Economic data play an essential role in forex trading because they provide measures of the state of the economy. These numbers are used in fundamental analysis, which is one of the three methods that traders use to predict where a currency pair will move to.
In this article, we will focus on inflation data. We will explain what it is and how it works, how to use it in trading, and why it forms an essential role in fundamental analysis.
What is inflation?
Inflation refers to the overall change in the cost of items that people buy. These items include food, tobacco, alcoholic beverages, furniture, clothing, and gasoline, among others. Inflation happens when the price of an item rises in a given period.
For example, if a dress costs $100 today and $120 in the next two months, the change in price is 20%. In this case, if you have $100 today, you can get the dress. But because of inflation, you will not be able to afford the dress in two months if you only have $100.
Inflation is an important concept because it means that, over time, the value of a fiat currency like the US dollar or the euro will always go down. For example, in the 1950s, $100 was enough money for rent in some American cities. Today, it is almost impossible to pay for rent using the same amount.
The opposite of inflation is known as deflation. It is simply the situation where prices of items are falling. While many consumers would prefer a situation of lower costs, in reality, deflation is not the desired situation. For one, it is usually a sign that the economy is not doing well since demand is low. Also, it usually leads to a higher unemployment rate since companies are fetching a smaller amount of money for their goods.
Another term in measuring inflation in a country is known as stagflation. It refers to a situation when high inflation is accompanied by a high unemployment rate. It is one of the worst situations that a country can be in.
Inflation and unemployment rate relationship
In carrying out economic analysis, economists have found a close relationship between a country’s unemployment rate and inflation. For starters, the unemployment rate refers to the percentage of people of working age who are not working.
A concept known as Philip’s curve has been developed. Essentially, the argument is that a low level of unemployment rate leads to a higher rate of inflation. The argument of this is relatively simple. When the unemployment rate falls, it triggers companies to increase their wages. As a result, this leads to more consumption, which, in turn, leads to higher demand and then higher cost.
Still, at times, because of external factors, Philip’s curve does not work. A good example of this is in countries like Japan and Switzerland. While these countries have a history of low unemployment rates, their inflation rate has always been low. At the time of writing, Japan has an unemployment rate of about 2.9%, while its inflation is almost zero.
The Japanese situation is relatively easy to explain. See, the country’s labor market is relatively different from that of other countries since people tend to remain with the same employer for many years. At the same time, consumer spending tends to be low because of the aging population.

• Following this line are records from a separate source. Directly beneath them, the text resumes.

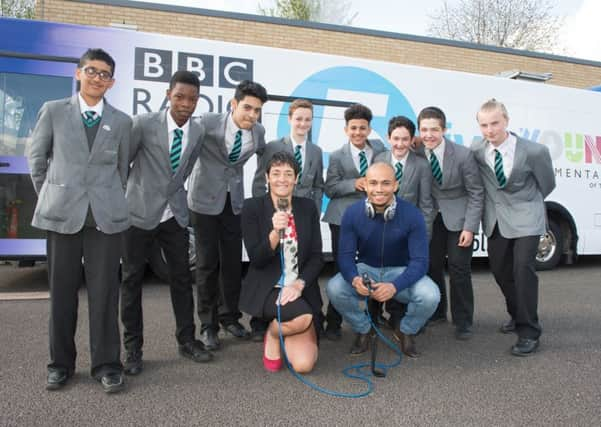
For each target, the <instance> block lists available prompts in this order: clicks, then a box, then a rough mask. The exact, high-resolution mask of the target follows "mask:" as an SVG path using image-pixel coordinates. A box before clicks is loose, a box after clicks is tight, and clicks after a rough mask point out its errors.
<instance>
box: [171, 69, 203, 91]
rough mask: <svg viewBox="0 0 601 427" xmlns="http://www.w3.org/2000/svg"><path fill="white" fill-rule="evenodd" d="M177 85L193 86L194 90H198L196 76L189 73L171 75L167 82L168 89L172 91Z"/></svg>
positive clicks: (198, 86)
mask: <svg viewBox="0 0 601 427" xmlns="http://www.w3.org/2000/svg"><path fill="white" fill-rule="evenodd" d="M178 83H183V84H187V85H191V86H195V87H196V89H198V90H200V80H199V79H198V76H197V75H196V74H194V73H192V72H190V71H186V70H180V71H176V72H175V73H173V75H172V76H171V80H170V81H169V89H170V90H171V89H173V88H174V87H175V85H176V84H178Z"/></svg>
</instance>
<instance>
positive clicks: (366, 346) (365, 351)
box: [350, 332, 370, 356]
mask: <svg viewBox="0 0 601 427" xmlns="http://www.w3.org/2000/svg"><path fill="white" fill-rule="evenodd" d="M369 339H370V334H369V332H368V333H367V334H356V335H355V341H353V345H352V347H351V351H350V353H351V355H352V356H356V355H358V354H362V353H365V352H366V351H367V350H368V349H369Z"/></svg>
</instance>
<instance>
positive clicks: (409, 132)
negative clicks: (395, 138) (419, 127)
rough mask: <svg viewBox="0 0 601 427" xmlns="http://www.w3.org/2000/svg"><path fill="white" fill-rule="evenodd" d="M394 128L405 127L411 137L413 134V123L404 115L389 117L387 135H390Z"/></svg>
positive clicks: (413, 128) (413, 135)
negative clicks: (387, 132)
mask: <svg viewBox="0 0 601 427" xmlns="http://www.w3.org/2000/svg"><path fill="white" fill-rule="evenodd" d="M396 128H406V129H407V130H408V131H409V135H411V138H413V137H414V136H415V123H413V122H412V121H411V120H410V119H409V118H407V117H405V116H394V117H393V118H391V119H390V121H389V122H388V136H390V134H391V133H392V131H394V130H395V129H396Z"/></svg>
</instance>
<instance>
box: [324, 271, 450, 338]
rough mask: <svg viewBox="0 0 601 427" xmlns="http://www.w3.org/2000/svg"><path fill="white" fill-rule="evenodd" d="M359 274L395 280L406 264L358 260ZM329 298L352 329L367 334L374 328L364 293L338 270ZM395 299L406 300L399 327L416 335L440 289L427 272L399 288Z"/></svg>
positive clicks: (433, 301)
mask: <svg viewBox="0 0 601 427" xmlns="http://www.w3.org/2000/svg"><path fill="white" fill-rule="evenodd" d="M357 270H358V271H359V275H362V274H363V273H367V274H368V275H369V277H370V278H371V279H372V280H374V281H375V282H392V281H393V280H394V279H395V278H396V277H397V276H398V275H399V274H401V273H402V272H403V271H405V267H384V268H379V267H371V266H369V265H367V264H363V263H359V264H357ZM326 291H327V294H328V298H329V299H330V302H331V303H332V304H333V305H334V307H335V308H336V310H338V311H339V312H340V314H342V317H343V318H344V320H346V321H347V322H348V323H349V325H351V328H352V329H353V331H355V332H357V333H360V334H366V333H368V332H369V330H370V328H371V324H370V322H369V318H368V316H367V314H366V313H365V310H364V309H363V308H362V307H361V302H362V301H364V300H365V297H363V296H361V295H359V294H358V293H357V291H356V290H355V288H353V286H352V285H351V284H350V283H348V282H347V281H346V280H344V277H342V274H340V273H338V274H337V275H335V276H334V277H332V278H331V279H330V281H329V282H328V285H327V288H326ZM393 298H394V299H395V300H396V301H398V302H401V303H404V304H407V311H406V313H405V316H404V317H403V318H402V319H401V325H400V329H401V332H403V333H404V334H406V335H415V334H416V333H417V332H418V331H419V330H420V328H421V327H422V326H424V324H425V323H426V322H427V321H428V319H429V318H430V316H431V315H432V313H434V310H436V307H437V306H438V302H439V301H440V291H439V290H438V286H436V283H434V282H433V281H432V279H430V278H429V277H428V276H424V277H422V278H421V279H419V280H418V281H417V282H415V283H414V284H413V285H411V286H409V287H408V288H405V289H403V290H402V291H400V292H397V293H396V294H395V296H394V297H393Z"/></svg>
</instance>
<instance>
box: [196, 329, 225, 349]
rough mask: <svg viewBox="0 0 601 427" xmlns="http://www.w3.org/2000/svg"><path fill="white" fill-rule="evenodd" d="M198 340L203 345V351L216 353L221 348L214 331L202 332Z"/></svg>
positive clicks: (207, 331) (211, 329)
mask: <svg viewBox="0 0 601 427" xmlns="http://www.w3.org/2000/svg"><path fill="white" fill-rule="evenodd" d="M200 339H201V341H202V343H203V344H204V348H205V350H209V351H217V350H219V349H220V348H221V341H219V337H218V336H217V331H214V330H213V329H211V328H208V329H205V330H204V331H202V333H201V334H200Z"/></svg>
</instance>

The impact of inflation data in Forex market
Forex traders often focus on inflation because of its impact on interest rates, which are usually set by a country’s central bank. Central banks like the Federal Reserve, European Central Bank (ECB), and the Bank of England (BOE) are given the mandate of ensuring that the unemployment rate remains low and that inflation is steady.
Therefore, a closer look at a country’s inflation is a good gauge of what to expect from a central bank. In most cases, a higher inflation rate leads to higher interest rates or a hawkish central bank. On the other hand, a lower inflation rate tends to lead to a dovish central bank. This is important since actions by a central bank are the most important movers of currency pairs.
There are several gauges of inflation that forex traders look at, including:
- Consumer price index (CPI) – CPI measures the overall change of prices of most items like fuel and furniture. Many countries, like the US and UK, usually publish this data every month.
- Producer price index (PPI) – The PPI measures inflation from the angle of a producer. In most cases, higher PPI data tends to translate to a higher CPI rate.
- Personal consumption index (PCI) – This data comes from the United States only. The number shows the overall increase in individual consumption. A higher figure is a sign of higher inflation.
- Retail sales – The economic indicator measures the volume of goods sold in a certain period. In most cases, countries publish these numbers every month. Higher retail sales are a sign that consumers are increasing their spending. As a result, it is a sign that consumer prices will keep rising.
- Wholesale price index (WPI) – WPI measures the change of prices of goods sold by wholesalers. While it is an important number, it is not tracked closely by investors.
How to trade using inflation data
Trading using inflation numbers is a relatively simple thing. First, you need to be aware of when the data is coming out. The economic calendar will help you know when this data will be released.
Second, you need to have the historical context of inflation. For example, you should know what the central bank said about inflation recently.
Sometimes, strong inflation data can be accompanied by a little change in a currency pair. For example, if the Fed has committed not to hike rates for a while, the short-term inflation data will not have a major impact.
Third, you should factor in inflation expectations. Some of the most popular inflation expectation numbers are bond yields and the five-year breakeven point.
As a trader, you cannot ignore the concept of inflation since it is one of the most important data in the economic calendar. In this article, we have looked at what inflation is, the concept of Philip’s curve, the key inflation gauges, and some of the key steps to use when using the data to trade.